Т о в а р и щ Ш у м и л о в — Северной группировке вы отдали приказ сложить оружие?
П а у л ю с — Нет.
Т о в а р и щ Ш у м и л о в — Я прошу отдать.
П а у л ю с — Я не имею никакого права отдавать приказа.
Т о в а р и щ Ш у м и л о в — Вы же командующий?
П а у л ю с — Я не могу не подчиненным мне войскам отдавать приказ о капитуляции. Я надеюсь, что вы поймете положение солдата, поймете его обязанности.
Т о в а р и щ Ш у м и л о в — Каждого солдата обязывают драться до последнего, но начальник может приказать своим подчиненным прекратить боевые действия, когда он видит, что люди напрасно гибнут.

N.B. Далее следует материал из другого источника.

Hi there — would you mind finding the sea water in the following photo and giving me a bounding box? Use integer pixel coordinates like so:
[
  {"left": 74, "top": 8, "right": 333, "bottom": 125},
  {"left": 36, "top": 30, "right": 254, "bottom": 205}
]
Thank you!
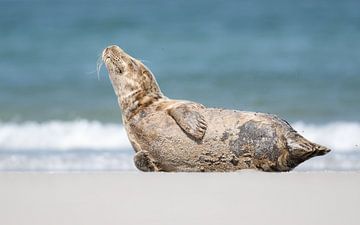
[{"left": 0, "top": 0, "right": 360, "bottom": 171}]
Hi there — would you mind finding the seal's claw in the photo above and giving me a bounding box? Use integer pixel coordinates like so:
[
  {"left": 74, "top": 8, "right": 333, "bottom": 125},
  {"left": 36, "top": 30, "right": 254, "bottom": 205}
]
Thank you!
[
  {"left": 168, "top": 103, "right": 207, "bottom": 140},
  {"left": 134, "top": 151, "right": 159, "bottom": 172}
]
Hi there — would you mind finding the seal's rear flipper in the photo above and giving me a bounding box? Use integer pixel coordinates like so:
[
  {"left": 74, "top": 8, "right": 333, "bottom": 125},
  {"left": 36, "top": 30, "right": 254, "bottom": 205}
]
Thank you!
[
  {"left": 287, "top": 132, "right": 331, "bottom": 167},
  {"left": 168, "top": 103, "right": 207, "bottom": 141}
]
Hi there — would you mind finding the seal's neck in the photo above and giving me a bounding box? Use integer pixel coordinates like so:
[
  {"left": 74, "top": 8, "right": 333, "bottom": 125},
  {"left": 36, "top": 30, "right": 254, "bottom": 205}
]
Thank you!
[{"left": 111, "top": 60, "right": 166, "bottom": 119}]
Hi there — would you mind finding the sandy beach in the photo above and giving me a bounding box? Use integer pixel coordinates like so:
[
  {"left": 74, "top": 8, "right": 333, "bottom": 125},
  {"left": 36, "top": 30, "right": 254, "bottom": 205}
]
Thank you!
[{"left": 0, "top": 171, "right": 360, "bottom": 225}]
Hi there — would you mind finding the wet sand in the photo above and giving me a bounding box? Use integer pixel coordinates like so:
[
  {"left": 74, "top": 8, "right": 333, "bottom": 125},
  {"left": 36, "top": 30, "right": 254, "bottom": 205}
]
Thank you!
[{"left": 0, "top": 171, "right": 360, "bottom": 225}]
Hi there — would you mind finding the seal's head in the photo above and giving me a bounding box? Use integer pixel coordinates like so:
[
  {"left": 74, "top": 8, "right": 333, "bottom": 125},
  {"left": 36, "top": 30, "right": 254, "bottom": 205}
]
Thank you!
[{"left": 102, "top": 45, "right": 163, "bottom": 118}]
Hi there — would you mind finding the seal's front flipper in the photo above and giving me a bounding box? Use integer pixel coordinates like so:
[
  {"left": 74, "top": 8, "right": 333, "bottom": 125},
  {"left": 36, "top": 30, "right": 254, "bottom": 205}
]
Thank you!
[
  {"left": 134, "top": 151, "right": 159, "bottom": 172},
  {"left": 168, "top": 104, "right": 207, "bottom": 140}
]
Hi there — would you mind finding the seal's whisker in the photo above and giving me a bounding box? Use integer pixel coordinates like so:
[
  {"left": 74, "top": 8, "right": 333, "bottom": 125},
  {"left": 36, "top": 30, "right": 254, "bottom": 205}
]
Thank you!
[{"left": 96, "top": 54, "right": 104, "bottom": 80}]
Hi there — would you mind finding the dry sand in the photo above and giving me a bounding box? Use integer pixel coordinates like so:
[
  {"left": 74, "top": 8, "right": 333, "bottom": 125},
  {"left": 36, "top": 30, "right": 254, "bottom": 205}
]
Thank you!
[{"left": 0, "top": 171, "right": 360, "bottom": 225}]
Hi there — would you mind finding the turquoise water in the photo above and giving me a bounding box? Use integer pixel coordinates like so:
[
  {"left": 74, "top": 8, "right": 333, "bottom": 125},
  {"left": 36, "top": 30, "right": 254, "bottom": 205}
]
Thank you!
[{"left": 0, "top": 0, "right": 360, "bottom": 170}]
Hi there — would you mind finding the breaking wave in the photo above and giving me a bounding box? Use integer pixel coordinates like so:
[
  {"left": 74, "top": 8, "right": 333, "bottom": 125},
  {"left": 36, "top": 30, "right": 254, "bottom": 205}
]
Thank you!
[{"left": 0, "top": 120, "right": 360, "bottom": 171}]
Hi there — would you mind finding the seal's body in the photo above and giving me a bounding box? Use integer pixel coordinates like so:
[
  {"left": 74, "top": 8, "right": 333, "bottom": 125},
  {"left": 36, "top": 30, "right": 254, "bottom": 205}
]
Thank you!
[{"left": 102, "top": 46, "right": 330, "bottom": 171}]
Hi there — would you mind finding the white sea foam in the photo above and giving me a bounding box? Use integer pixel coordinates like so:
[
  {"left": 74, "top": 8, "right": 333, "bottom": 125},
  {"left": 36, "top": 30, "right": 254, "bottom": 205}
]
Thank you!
[
  {"left": 0, "top": 120, "right": 360, "bottom": 171},
  {"left": 0, "top": 120, "right": 360, "bottom": 151},
  {"left": 0, "top": 120, "right": 131, "bottom": 150}
]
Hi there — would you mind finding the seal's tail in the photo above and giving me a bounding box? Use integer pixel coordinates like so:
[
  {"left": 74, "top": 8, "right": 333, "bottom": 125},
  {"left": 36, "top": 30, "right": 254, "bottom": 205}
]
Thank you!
[{"left": 287, "top": 133, "right": 331, "bottom": 167}]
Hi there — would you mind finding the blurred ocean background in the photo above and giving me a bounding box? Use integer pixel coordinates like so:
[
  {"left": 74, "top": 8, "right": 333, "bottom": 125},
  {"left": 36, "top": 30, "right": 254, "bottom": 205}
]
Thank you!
[{"left": 0, "top": 0, "right": 360, "bottom": 171}]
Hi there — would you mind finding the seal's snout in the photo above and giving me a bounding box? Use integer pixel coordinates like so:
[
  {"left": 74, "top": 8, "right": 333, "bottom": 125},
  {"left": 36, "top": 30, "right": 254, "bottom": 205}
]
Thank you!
[{"left": 102, "top": 45, "right": 123, "bottom": 62}]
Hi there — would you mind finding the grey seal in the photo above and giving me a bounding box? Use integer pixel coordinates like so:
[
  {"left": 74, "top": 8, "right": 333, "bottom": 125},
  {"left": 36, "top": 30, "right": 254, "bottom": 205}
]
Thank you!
[{"left": 102, "top": 45, "right": 330, "bottom": 172}]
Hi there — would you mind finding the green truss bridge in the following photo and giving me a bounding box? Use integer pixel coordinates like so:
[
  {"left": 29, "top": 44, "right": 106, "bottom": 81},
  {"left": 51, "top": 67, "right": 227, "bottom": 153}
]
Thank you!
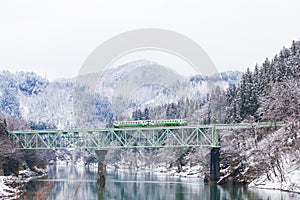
[{"left": 9, "top": 122, "right": 283, "bottom": 150}]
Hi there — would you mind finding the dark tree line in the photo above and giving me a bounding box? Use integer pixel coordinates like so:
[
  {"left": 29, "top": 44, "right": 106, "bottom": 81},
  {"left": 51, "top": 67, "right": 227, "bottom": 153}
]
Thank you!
[{"left": 226, "top": 41, "right": 300, "bottom": 123}]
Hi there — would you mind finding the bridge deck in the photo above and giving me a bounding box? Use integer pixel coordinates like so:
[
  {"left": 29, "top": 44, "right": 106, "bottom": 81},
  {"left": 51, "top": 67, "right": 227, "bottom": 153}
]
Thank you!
[{"left": 9, "top": 123, "right": 283, "bottom": 149}]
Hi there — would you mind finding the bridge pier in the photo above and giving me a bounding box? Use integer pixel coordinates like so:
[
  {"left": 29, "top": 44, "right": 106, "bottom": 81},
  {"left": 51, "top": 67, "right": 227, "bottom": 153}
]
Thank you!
[
  {"left": 95, "top": 149, "right": 107, "bottom": 188},
  {"left": 209, "top": 147, "right": 220, "bottom": 183}
]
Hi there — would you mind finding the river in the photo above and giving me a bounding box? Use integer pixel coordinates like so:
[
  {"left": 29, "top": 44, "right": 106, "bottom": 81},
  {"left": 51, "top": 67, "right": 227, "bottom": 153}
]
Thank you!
[{"left": 21, "top": 166, "right": 300, "bottom": 200}]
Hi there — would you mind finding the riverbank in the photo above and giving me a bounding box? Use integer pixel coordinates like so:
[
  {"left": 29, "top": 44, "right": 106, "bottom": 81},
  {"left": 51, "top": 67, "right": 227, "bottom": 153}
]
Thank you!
[{"left": 0, "top": 168, "right": 46, "bottom": 200}]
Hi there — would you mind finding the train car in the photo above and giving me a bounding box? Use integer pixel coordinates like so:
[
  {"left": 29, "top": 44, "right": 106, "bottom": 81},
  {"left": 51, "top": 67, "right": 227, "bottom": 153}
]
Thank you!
[{"left": 113, "top": 119, "right": 187, "bottom": 128}]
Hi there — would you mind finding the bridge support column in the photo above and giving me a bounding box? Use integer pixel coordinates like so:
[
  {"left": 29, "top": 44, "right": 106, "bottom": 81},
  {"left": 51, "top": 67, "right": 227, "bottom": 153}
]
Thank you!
[
  {"left": 209, "top": 147, "right": 220, "bottom": 183},
  {"left": 95, "top": 149, "right": 107, "bottom": 188}
]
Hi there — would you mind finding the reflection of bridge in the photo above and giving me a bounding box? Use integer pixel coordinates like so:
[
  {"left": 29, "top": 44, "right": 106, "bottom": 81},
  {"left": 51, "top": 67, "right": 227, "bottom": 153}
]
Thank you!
[
  {"left": 10, "top": 123, "right": 282, "bottom": 149},
  {"left": 9, "top": 123, "right": 283, "bottom": 184}
]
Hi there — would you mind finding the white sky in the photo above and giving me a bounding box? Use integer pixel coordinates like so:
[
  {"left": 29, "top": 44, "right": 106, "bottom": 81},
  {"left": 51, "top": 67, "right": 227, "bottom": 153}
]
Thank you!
[{"left": 0, "top": 0, "right": 300, "bottom": 80}]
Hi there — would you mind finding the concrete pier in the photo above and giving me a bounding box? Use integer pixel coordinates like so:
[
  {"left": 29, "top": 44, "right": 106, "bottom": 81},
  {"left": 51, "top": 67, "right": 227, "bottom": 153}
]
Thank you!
[
  {"left": 95, "top": 149, "right": 107, "bottom": 188},
  {"left": 209, "top": 147, "right": 220, "bottom": 183}
]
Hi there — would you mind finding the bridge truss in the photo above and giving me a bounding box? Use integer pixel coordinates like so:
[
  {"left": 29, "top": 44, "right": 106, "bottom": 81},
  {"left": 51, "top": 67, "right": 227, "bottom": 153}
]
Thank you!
[{"left": 9, "top": 123, "right": 283, "bottom": 149}]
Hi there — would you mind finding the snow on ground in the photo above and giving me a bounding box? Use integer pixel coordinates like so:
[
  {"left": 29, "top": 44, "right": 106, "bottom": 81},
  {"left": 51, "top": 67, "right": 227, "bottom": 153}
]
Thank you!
[
  {"left": 249, "top": 159, "right": 300, "bottom": 193},
  {"left": 0, "top": 168, "right": 46, "bottom": 200},
  {"left": 249, "top": 123, "right": 300, "bottom": 193}
]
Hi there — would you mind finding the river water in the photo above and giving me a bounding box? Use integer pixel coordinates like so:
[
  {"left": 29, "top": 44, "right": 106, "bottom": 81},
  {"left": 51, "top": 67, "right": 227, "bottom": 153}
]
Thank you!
[{"left": 21, "top": 166, "right": 300, "bottom": 200}]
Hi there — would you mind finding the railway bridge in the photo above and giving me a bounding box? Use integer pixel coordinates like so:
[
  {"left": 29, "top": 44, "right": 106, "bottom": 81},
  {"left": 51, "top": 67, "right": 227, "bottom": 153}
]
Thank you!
[{"left": 9, "top": 122, "right": 283, "bottom": 184}]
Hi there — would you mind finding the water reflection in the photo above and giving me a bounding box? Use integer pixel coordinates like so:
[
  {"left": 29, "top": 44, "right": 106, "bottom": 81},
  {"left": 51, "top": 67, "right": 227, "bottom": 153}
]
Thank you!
[{"left": 22, "top": 166, "right": 300, "bottom": 200}]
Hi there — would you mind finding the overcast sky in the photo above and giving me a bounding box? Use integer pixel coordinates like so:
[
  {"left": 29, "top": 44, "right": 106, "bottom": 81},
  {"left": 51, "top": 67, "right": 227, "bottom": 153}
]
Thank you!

П а у л ю с — Это может решить тот, кто непосредственно остается с войсками. Так и получилось с южной группировкой, в которую я попал случайно.
Т о в а р и щ Ш у м и л о в (переводчику) — Передайте, генерал-фельдмаршалу, что я его приглашаю сейчас к столу, после чего он поедет в штаб фронта».
— Как выглядел Паулюс? — задал я вопрос.
— Вид у него был измученного человека, — ответил Шумилов. — Высокий, худой. Лицо осунувшееся. Одна щека нервно подергивалась, правый глаз часто мигал. В волосах — проседь. По всей вероятности, пережил он много бессонных ночей, думая о судьбе армии, о судьбе всего немецкого народа. Видимо, он мысленно проклял тех, кто послал его и немецкие войска в Россию. Держался Паулюс скромно, чувствовалось, что, хотя мы и положили его армию на лопатки, он к нам, советским воинам, относился без вражды. За обедом, к которому я пригласил его и его спутников, Паулюс попросил русской водки. Подняв бокал, он сказал:
— Предлагаю тост за тех, кто нас победил, за русскую армию и ее полководцев!
Все присутствующие за столом пленные, стоя, последовали примеру своего шефа.
— Я, — продолжал Шумилов, — как и подобает советскому генералу, по достоинству встретил и проводил фельдмаршала.
— Когда вы его отправили?
— В семь часов вечера 31 января вместе с пленными генералами в штаб Донского фронта к товарищу Рокоссовскому. Оттуда фон Паулюса переправили в Ставку Верховного Главнокомандования.